[The author is an Advocate at the Bombay High Court, and can be contacted at email@example.com]
Under the Companies Act, 1956 (“1956 Act”), it was settled law that a resolution proposing the removal of a director before expiry of his period of office under s. 284 of the 1956 Act would have to satisfy the numerical requirements prescribed by s. 188 of the 1956 Act (see for example, http://taxguru.in/company-law/member-shareholding-stipulated-sec188-seek-resolutions-included-circulation.html).
The numerical requirements laid down in s. 188 of the 1956 Act were:-
1. such number of members as represent at least 5% of the total voting power; or
2. at least 100 members holding shares on which at least Rs. 1,00,000/- has been paid up. (“Numerical Requirement A”)
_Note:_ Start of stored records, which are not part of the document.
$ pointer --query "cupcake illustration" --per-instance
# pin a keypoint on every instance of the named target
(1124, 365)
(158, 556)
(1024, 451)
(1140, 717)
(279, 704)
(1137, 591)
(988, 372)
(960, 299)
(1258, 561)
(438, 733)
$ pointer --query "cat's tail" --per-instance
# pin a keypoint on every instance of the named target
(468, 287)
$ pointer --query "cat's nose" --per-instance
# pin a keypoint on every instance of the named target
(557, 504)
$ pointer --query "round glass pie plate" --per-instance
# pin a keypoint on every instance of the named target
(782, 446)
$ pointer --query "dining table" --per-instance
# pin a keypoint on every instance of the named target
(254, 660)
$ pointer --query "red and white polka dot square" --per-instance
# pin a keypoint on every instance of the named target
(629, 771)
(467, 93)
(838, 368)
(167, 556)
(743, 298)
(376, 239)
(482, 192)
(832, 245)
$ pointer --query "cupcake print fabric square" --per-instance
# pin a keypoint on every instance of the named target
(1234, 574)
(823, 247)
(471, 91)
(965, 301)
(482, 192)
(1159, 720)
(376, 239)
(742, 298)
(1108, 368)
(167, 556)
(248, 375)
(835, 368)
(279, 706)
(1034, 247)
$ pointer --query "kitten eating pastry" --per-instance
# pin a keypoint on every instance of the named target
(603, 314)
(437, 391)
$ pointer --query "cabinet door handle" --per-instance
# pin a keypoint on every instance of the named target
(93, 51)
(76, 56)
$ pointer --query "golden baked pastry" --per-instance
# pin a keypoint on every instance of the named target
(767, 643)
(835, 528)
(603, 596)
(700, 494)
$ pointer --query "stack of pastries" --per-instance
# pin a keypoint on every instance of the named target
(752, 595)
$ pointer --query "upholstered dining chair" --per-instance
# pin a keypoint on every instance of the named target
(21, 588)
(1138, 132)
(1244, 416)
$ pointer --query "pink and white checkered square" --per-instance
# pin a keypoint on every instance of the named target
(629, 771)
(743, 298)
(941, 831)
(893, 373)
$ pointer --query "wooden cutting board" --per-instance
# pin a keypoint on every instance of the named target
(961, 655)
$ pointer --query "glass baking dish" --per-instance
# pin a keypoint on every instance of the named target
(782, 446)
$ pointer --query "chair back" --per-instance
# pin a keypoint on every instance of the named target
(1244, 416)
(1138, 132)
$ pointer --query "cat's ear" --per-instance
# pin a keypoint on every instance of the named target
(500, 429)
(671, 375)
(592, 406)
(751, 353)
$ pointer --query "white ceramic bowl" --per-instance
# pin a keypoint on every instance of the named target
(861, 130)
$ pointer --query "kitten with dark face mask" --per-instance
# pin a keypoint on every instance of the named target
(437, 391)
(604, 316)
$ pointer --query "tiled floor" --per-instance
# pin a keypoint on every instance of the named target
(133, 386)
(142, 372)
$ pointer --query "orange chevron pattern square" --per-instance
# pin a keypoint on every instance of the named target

However, the Companies Act, 2013 (“2013 Act”) prescribes two different numerical requirements to propose a resolution for the removal of a director before the expiry of his period of office – one more diluted and the other more stringent than the one in the 1956 Act.
S. 169 of the 2013 Act (which has replaced s.284 of the 1956 Act) states that a special notice would be required to remove directors. The requirement for such special notice was also found in s. 284(2) of the 1956 Act – but there is one important difference.
A combined reading of s. 115 of the 2013 Act and Rule 23 of The Companies (Management and Administration) Rules, 2014 indicates that a special notice may be given by members holding:-
1. at least 1% of the total voting power; or
2. shares on which at least Rs. 5,00,000/- has been paid. (“Numerical Requirement B”)
It is thus seen that the numerical requirements to give special notice for removal of directors under the 2013 Act have been diluted as opposed to the 1956 Act. The possible reason for this is that there was no numerical requirement defined for a special notice under the 1956 Act and which now finds place in the 2013 Act.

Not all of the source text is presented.